There’s such pleasure in having a beautiful book: cover, paper, font, all these things matter. And Goose Lane has made Accusation a very beautiful book. I have to call attention to these endpapers. Open the book and you discover these. There’s a juggler in the novel and it’s as if the papers bring his juggling to life. They’re almost like a circus.


October 1, 2013


The night before I had to give my first reading from Accusation, the book newly in my hands, I had a dream in which I was walking naked through the streetscape of my adolescence.
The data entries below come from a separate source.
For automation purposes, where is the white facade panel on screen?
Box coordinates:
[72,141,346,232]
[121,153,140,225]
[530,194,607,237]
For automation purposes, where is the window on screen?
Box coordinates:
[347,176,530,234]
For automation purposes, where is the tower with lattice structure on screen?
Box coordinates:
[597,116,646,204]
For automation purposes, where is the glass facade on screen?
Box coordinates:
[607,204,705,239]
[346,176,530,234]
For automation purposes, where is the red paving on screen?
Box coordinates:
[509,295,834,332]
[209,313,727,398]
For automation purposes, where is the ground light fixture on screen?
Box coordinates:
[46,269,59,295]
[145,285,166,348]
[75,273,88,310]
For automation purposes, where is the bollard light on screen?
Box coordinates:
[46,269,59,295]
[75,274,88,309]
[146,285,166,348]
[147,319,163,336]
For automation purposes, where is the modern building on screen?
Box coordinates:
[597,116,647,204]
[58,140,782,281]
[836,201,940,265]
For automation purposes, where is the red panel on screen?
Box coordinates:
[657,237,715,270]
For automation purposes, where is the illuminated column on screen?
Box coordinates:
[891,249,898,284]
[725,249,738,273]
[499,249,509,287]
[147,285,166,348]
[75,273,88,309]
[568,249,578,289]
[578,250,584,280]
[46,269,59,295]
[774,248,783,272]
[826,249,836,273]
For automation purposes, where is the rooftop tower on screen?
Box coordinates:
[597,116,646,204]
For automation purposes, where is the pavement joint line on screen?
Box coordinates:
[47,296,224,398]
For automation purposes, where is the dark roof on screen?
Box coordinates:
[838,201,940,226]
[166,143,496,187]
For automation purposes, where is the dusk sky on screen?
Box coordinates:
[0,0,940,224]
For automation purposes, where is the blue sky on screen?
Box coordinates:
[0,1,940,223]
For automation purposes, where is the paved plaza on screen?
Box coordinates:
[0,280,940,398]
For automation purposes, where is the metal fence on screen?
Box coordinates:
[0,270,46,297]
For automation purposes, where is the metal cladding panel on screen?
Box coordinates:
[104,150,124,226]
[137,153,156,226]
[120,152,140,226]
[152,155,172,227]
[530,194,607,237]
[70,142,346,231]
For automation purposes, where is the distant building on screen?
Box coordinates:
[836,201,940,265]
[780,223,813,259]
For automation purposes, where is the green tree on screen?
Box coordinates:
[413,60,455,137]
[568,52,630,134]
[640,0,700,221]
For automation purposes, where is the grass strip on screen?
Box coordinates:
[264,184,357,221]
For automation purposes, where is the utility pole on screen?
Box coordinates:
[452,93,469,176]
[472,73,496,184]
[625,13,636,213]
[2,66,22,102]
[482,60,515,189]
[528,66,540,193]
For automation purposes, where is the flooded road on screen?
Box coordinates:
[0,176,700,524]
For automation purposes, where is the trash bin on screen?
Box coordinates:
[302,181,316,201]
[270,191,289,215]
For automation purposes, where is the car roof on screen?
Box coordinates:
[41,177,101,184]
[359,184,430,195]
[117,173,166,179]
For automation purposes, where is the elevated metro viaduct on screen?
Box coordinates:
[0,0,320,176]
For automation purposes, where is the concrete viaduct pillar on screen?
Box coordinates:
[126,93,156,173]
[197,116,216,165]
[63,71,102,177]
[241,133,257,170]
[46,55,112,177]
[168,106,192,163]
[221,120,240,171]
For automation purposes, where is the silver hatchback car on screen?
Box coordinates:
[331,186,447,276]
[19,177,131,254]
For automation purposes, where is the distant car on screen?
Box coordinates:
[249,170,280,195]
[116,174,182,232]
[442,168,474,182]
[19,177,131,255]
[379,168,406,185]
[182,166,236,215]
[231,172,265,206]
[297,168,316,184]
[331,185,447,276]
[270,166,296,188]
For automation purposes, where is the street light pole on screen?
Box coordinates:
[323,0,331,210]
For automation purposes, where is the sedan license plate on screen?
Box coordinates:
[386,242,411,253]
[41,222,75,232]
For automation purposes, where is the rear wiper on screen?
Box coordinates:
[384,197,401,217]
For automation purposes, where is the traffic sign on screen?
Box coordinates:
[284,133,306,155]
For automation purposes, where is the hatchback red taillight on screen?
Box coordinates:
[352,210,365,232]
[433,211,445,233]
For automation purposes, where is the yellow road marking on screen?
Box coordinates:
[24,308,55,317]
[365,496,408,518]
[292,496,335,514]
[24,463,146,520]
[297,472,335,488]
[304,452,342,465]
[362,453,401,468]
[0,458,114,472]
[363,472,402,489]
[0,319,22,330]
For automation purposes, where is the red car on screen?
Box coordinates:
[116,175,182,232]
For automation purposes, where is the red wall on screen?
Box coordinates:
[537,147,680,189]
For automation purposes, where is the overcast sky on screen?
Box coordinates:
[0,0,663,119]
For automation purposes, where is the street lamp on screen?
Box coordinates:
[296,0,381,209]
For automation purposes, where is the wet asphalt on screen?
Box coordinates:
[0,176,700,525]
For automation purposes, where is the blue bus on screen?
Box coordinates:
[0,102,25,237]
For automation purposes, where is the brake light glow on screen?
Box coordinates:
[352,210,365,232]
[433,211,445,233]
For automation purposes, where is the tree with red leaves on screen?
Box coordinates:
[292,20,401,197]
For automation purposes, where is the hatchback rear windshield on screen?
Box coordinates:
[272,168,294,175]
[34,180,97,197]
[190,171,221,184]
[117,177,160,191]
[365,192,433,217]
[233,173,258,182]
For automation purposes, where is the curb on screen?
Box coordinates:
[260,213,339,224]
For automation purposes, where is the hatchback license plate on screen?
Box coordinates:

The dream itself felt clear in its self-revelation. Bringing a novel to the world is pleasurable — and yet also, oddly, shameful. There’s an inevitable vulnerability in the risk of self-exposure, or in the risky self-exposure. Humiliation rises among a sea of other emotions. We don’t talk much about the place of shame in publication but I’d wager most writers touch it to some degree. We long to disown what we’ve written, to cast it off in case it embarrasses us, or because it embarrasses us, because we’ve put everything of ourselves into it and that’s embarrassing, because the disowning is necessary in order to move on. We don’t know what we’ve done. We don’t know how to think or speak about what we’ve done. Writer Kathryn Kuitenbrouwer has written a paper about it — well, about the relationship between publishing and shitting, and the weird commingling of pleasure and shame as something … comes out of us. After having been turned so far inward, it’s strange to face outward. All our actions on the page become visible. Moments before, in the same dream, I was clambering over a ladder stretched across the depths of a vast, dilapidated building, trying to navigate a tricky journey. No more disappearing into the text, it’s time to slip on a vulnerable body and hit the streets, the book itself a form of nakedness whatever I’m wearing.


August 23, 2013

The Accusation Project

In the lead-up to the publication of my novel, Accusation, I’ve been gathering stories for something I’m calling The Accusation Project. I’m not sure exactly what form it will take but I hope to share some of these stories. I’m interested in stories of being accused or falsely accused or making an accusation against someone – not necessarily in the legal system. Accusations small or large. I’m interested both in what happened and what the experience felt like. If you have a story that you’d like to share in a short paragraph or so, please get in touch with me at The stories will be kept anonymous. Stay tuned for more about The Accusation Project.

August 4, 2013



“Fairy tales are almost always the stories of the powerless, of youngest sons, abandoned children, orphans.... Fairy tales are children's stories not in who they were made for but in their focus on the early stages of life, when others have power over you and you have power over no one.”